Member of East Bengal Legislative Assembly
- In office 1947–1954

Member of Bengal Legislative Assembly
- In office 1946–1947
- Preceded by: Khwaja Shahabuddin
- Succeeded by: Assembly disbanded
- Constituency: Narayanganj South

Personal details
- Born: 1 January 1900 Jamalkandi, Tipperah district, Bengal Presidency
- Died: 19 March 1971 (aged 71) East Pakistan
- Party: Awami League
- Children: AKM Samsuzzoha
- Relatives: Osman family
- Education: Calcutta Islamia College

= M Osman Ali =

Bangladeshi politician (1900–1971)

Mohammad Osman Ali (মোহম্মদ ওসমান আলী; 1 January 1900 – 19 March 1971) was a founding member of the Awami Muslim League and a member of the East Bengal Legislative Assembly.

==Early life and education==
Ali was born on 1 January 1900 to a Bengali Muslim family of Pradhans in the village of Jamalkandi in Tipperah district, Bengal Presidency (now Comilla District, Bangladesh). His father was Haji Dengu Pradhan. Ali had his primary education at his village school and passed matriculation examination in 1920. Then he took admission in Calcutta Islamia College.

==Career==
Ali was involved in the Khilafat Movement in 1920 and later in the Non-Cooperation Movement. While the Non-cooperation Movement was going on he started a jute trade in Narayanganj, East Bengal. He helped organise the Pakistan movement in Narayanganj. In 1930s, he published Sabuz Bangla (Green Bengal), a literary magazine.

With the beginning of the Pakistan Movement based on the Lahore Resolution of 1940, Ali organised the movement in Narayanganj. In 1946, he was elected a member of the Bengal Legislative Assembly. He defeated Khwaja Habibullah, the last Nawab of Dhaka. He was awarded the title Khan Sahib by the British Government, which he disavowed in 1944 for the policies of the British Raj.

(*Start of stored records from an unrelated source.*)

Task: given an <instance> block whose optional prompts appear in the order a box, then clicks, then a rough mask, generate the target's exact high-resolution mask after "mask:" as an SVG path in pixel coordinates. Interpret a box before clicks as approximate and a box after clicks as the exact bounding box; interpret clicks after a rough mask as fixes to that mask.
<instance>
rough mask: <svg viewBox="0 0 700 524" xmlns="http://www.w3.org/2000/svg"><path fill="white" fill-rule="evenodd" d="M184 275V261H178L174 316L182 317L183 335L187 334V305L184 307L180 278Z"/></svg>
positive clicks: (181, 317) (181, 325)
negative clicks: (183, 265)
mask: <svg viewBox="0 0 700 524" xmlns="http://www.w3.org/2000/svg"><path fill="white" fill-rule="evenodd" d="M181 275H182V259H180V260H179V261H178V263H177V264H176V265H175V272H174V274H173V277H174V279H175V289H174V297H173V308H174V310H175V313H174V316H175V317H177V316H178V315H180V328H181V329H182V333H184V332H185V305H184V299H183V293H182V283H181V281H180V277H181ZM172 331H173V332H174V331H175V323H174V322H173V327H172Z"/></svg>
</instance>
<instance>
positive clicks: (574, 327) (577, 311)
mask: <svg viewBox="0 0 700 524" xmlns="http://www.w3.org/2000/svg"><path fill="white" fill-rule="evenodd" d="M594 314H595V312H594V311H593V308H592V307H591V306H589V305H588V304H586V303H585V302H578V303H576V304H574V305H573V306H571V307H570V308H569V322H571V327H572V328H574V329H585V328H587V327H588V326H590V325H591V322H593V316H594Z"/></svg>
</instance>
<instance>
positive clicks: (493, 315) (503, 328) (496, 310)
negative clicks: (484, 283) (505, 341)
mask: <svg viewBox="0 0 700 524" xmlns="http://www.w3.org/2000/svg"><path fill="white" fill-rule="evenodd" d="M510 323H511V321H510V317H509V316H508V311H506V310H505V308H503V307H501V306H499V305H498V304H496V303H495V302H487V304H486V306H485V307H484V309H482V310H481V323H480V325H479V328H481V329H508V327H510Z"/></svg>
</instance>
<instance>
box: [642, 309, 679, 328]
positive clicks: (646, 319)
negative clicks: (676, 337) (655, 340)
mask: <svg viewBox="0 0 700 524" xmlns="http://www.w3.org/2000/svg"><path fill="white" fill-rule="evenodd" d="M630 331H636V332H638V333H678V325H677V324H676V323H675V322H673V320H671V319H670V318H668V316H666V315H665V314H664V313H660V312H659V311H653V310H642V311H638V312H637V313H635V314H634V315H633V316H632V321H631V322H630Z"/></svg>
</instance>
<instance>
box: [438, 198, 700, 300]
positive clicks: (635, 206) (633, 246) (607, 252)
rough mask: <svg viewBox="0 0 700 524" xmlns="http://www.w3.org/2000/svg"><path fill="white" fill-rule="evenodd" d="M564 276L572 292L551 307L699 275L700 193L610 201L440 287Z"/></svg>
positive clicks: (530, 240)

Ali served as the president of Narayanganj City Muslim League from 1942 to 1947 and the vice president of Dhaka District Muslim League. On 23 June 1949, he helped found the Awami Muslim League. He was involved in all the major movement of East Pakistan, the Language Movement of 1952, Six point movement and the 1969 uprising in East Pakistan.

==Family and legacy==
Ali was married to Jamila Osman and later Awami Muslim League president Amirunnesa Begum. He died on 19 March 1971. His eldest son, AKM Samsuzzoha (d. 1987), joined politics and was elected to the East Pakistan Provincial Assembly. He was elected a member of parliament of Bangladesh in 1973. He was awarded posthumously Independence Day Award in 2011. Shamsuzzoha's eldest son, Nasim Osman (d. 2014) joined Bangladesh Jatiya Party and became an MP in the elections of 1986, 1988, 2008 and 2014. The second son, Salim Osman got elected as an MP from the same constituency in 2014. The third son, Shamim Osman joined Bangladesh Awami League and became an MP from another constituency in Narayanganj during 1996-2001 and 2014–2024.